I believe they will also come after the agent.

I think the agents are going to get caught in the middle no matter what.
 
To post this again - if something happened where I lose all or a portion of my money or found I had limited access while my agent knew all along but chose not to inform me I think I have a good case.
 
To post this again - if something happened where I lose all or a portion of my money or found I had limited access while my agent knew all along but chose not to inform me I think I have a good case.

I wonder what that agents E&O ins would say about that issue...? I do not think that E&O is designed for such an event to cover insolvency of an ins carrier... and who is to say that it is the marketing agents job to alert a policy holder of when to cut and run... in fact doing so could bring much more liability to an agent, as opposed to doing nothing, IMO.

The insurance company knew long ago that they were in some deep trouble. It is a matter of who knew and when did they know. The fact is, if anyone wronged a policy holder it was the corp officers who had inside knowledge... sue them, you would have far better grounds, IMO... again.

Furthermore, I just looked at a couple of states limits on their ins guarantee fund, and they both limit death benefit claims to 300K, max. So why would any company be allowed to accept more than the guaranty fund would back...? Maybe an agent should not place more face amount of db of any one client, with any one insurer... Try explaining to the client who wants 1 mil in coverage that "John, you are going to need to take 4 paramed exams..." Crazy.

One can go buggy over trying to CYA...
 
The insurance company knew long ago that they were in some deep trouble. It is a matter of who knew and when did they know. The fact is, if anyone wronged a policy holder it was the corp officers who had inside knowledge... sue them, you would have far better grounds, IMO... again.

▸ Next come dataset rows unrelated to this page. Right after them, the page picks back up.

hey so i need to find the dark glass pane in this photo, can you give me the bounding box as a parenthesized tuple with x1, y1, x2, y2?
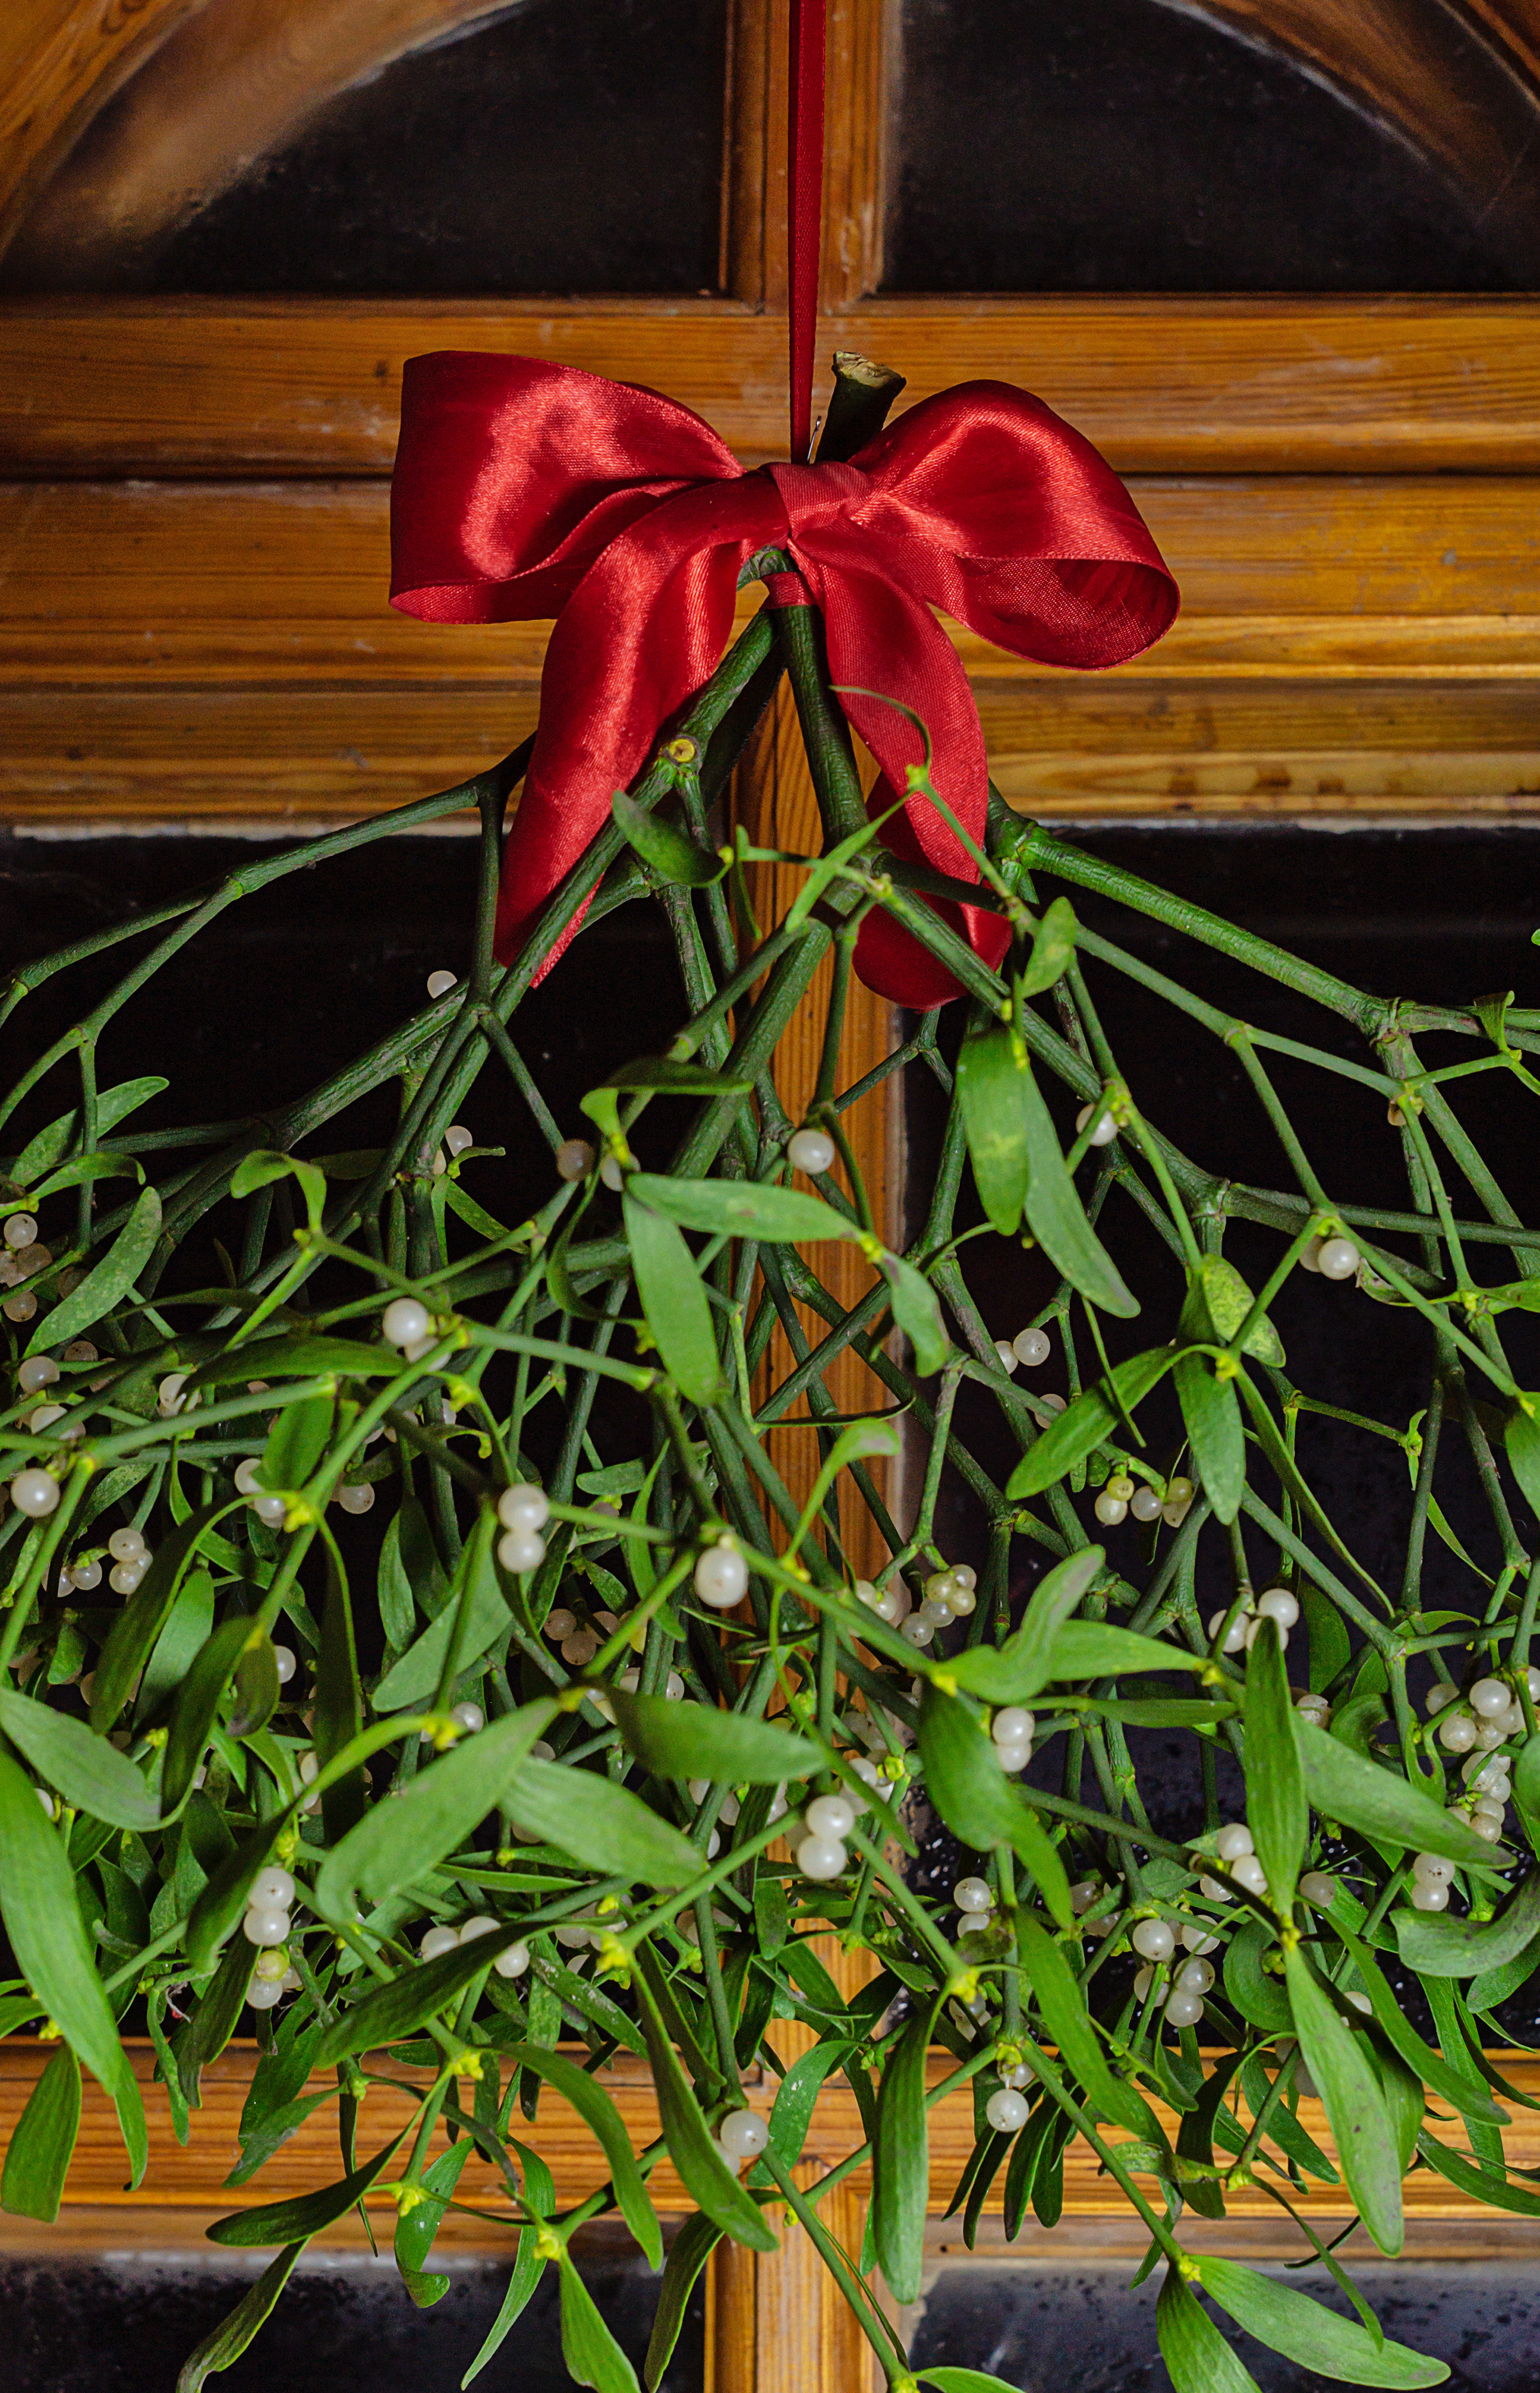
(887, 0, 1539, 291)
(0, 2236, 703, 2391)
(0, 817, 690, 1722)
(913, 2260, 1540, 2390)
(0, 827, 685, 1247)
(903, 822, 1540, 2044)
(29, 0, 725, 296)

In Shen's situation, this is simply not true. With the loss of the $50 million, or so with Fannie & Freddie, Shen was downgraded from A-, to B++, by AM Best.

When One America agreed to "merge", it was with this knowledge. They pulled out of the merger around February 10th. The state came in February 12, 2009.

Some of the most surprised people in the insurance world were the officials of the company.
 
In Shen's situation, this is simply not true. With the loss of the $50 million, or so with Fannie & Freddie, Shen was downgraded from A-, to B++, by AM Best.

When One America agreed to "merge", it was with this knowledge. They pulled out of the merger around February 10th. The state came in February 12, 2009.

Some of the most surprised people in the insurance world were the officials of the company.

Joe:

With all due respect, what you should have written was... that Shen's mgmt is "some of the dumbest people in the ins biz".

Why... you ask. Anyone that would have approved that such a high percentage of their investment assets would have been invested into one security... let alone a company that was under such pressure and out of favor industry...

Here is the chart for the stock over the past year.... At what point should they have said "when"...? Maybe somewhere around June or July 08 would have been nice... or at least take another position to offset these losses that looked ominous to anyone with half an investment brain. I simply cannot cut them the slack that you are willing to... sorry, and I didn't lose a nickel in the company. But it is senseless; period.


fnm
 
Well the house of cards is starting to cave in on many different companies. Aviva just announced suspension of new annuities sales. Nacolah not taking new agent contracts. Equitrust downgraded. Olde Mutual shut down their Atl office unannounced. Others cutting commissions. etc, etc, etc.